Séjour aux Monts Fuchun

« Séjour aux Monts Fuchun », film de Gu Xiaxuxang, offre une plongée passionnante dans la Chine d’aujourd’hui. Il envoûte le spectateur par son rythme méditatif et la splendeur des images.

Le film s’ouvre par une fête de famille à l’occasion des soixante-dix ans de l’Ancienne. La joie fait place à l’inquiétude et à la tristesse quand celle-ci est saisie d’un malaise et hospitalisée. Au fil des deux années et des huit saisons que raconte cette histoire, elle s’enfoncera dans la sénilité.

Les Monts Fuchun sont ceux qui bordent la ville de Hangzhou, à 200km de Shangaï sur le fleuve bleu. Dès le début, il est question d’argent : celui que l’on a prêté sans espoir de retour ; celui qu’on a emprunté et qu’on ne parvient pas à rembourser ; celui dont on aurait besoin pour acheter un appartement, alors que les prix ont flambé ; celui que garantirait aux enfants un beau mariage, et qui les mettrait à l’abri du besoin.

Ils sont quatre frères. L’aîné fait vivre vaille que vaille un restaurant. Le second frère, le troisième et le cadet, mènent leur vie comme ils le peuvent. L’un vit de petits boulots dans la construction ; il a été plaqué par son épouse ; il ne vit que pour son fils, un adolescent trisomique. L’autre est pêcheur et habite avec son épouse sur sa barque. Le dernier vit chez sa maman et n’a pas pris son indépendance.

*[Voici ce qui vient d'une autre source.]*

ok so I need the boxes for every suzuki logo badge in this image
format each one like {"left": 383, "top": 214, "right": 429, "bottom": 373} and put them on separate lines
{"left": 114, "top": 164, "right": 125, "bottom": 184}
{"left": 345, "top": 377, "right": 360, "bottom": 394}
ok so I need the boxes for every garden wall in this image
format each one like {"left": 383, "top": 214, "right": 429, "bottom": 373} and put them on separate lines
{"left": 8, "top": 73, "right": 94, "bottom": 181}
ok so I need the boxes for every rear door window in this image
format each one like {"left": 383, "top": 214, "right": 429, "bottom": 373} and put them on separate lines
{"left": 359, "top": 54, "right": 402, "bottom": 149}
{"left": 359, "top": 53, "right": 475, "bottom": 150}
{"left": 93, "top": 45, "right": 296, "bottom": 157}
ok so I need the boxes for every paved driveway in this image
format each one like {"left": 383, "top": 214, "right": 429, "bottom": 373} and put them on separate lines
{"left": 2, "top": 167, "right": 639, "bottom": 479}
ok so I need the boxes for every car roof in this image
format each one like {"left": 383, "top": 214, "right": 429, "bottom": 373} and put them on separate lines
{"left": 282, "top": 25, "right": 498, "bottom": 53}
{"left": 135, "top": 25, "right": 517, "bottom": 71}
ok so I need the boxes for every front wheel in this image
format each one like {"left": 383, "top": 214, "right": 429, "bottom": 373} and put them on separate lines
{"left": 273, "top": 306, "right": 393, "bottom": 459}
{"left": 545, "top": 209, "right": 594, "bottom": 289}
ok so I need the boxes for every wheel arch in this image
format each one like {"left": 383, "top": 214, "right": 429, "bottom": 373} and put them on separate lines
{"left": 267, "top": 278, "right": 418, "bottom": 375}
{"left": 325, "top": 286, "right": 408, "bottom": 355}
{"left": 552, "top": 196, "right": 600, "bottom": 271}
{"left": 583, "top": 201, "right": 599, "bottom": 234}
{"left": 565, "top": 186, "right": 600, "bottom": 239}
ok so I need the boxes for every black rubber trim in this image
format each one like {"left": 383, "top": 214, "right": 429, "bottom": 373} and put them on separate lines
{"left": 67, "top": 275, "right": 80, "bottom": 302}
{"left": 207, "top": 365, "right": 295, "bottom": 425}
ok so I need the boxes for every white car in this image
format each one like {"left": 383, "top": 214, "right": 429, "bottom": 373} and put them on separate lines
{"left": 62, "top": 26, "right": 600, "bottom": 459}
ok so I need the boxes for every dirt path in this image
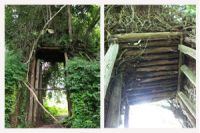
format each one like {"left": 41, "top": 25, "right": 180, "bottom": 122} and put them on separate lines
{"left": 37, "top": 115, "right": 67, "bottom": 128}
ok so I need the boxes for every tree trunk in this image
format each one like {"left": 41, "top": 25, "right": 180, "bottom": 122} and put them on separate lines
{"left": 67, "top": 5, "right": 72, "bottom": 43}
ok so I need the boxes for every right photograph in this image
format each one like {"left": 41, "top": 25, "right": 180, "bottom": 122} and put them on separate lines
{"left": 104, "top": 5, "right": 196, "bottom": 128}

Cette histoire est traversée de deux interrogations. Qui va prendre en charge la maman devenue dépendante, financièrement et dans la vie quotidienne ? Quelle décision prendra la fille unique de l’aîné, amoureuse d’un professeur de lycée sans fortune mais promise par sa mère à l’héritier d’une famille riche qu’elle n’aime pas ?

Tout change à toute vitesse dans cette Chine en plein bouleversement, sauf le fleuve et les montagnes, sauf l’arrivée de l’hiver qui, chaque année, sublime le paysage devenu blanc. Comme un contrepoint à cette frénésie, le film de Gu Xiaxuxang prend le temps de montrer. Il dure 2h30. Pendant plusieurs minutes, il suit le jeune homme amoureux nageant dans le fleuve pour retrouver sa chérie. Une belle scène est celle de leur mariage, seuls avec un prêtre bouddhiste au bord du fleuve. Ils se courbent pour saluer la nature et les ancêtres avant de se tourner l’un vers l’autre et de se saluer, comme s’ils se découvraient pour la première fois.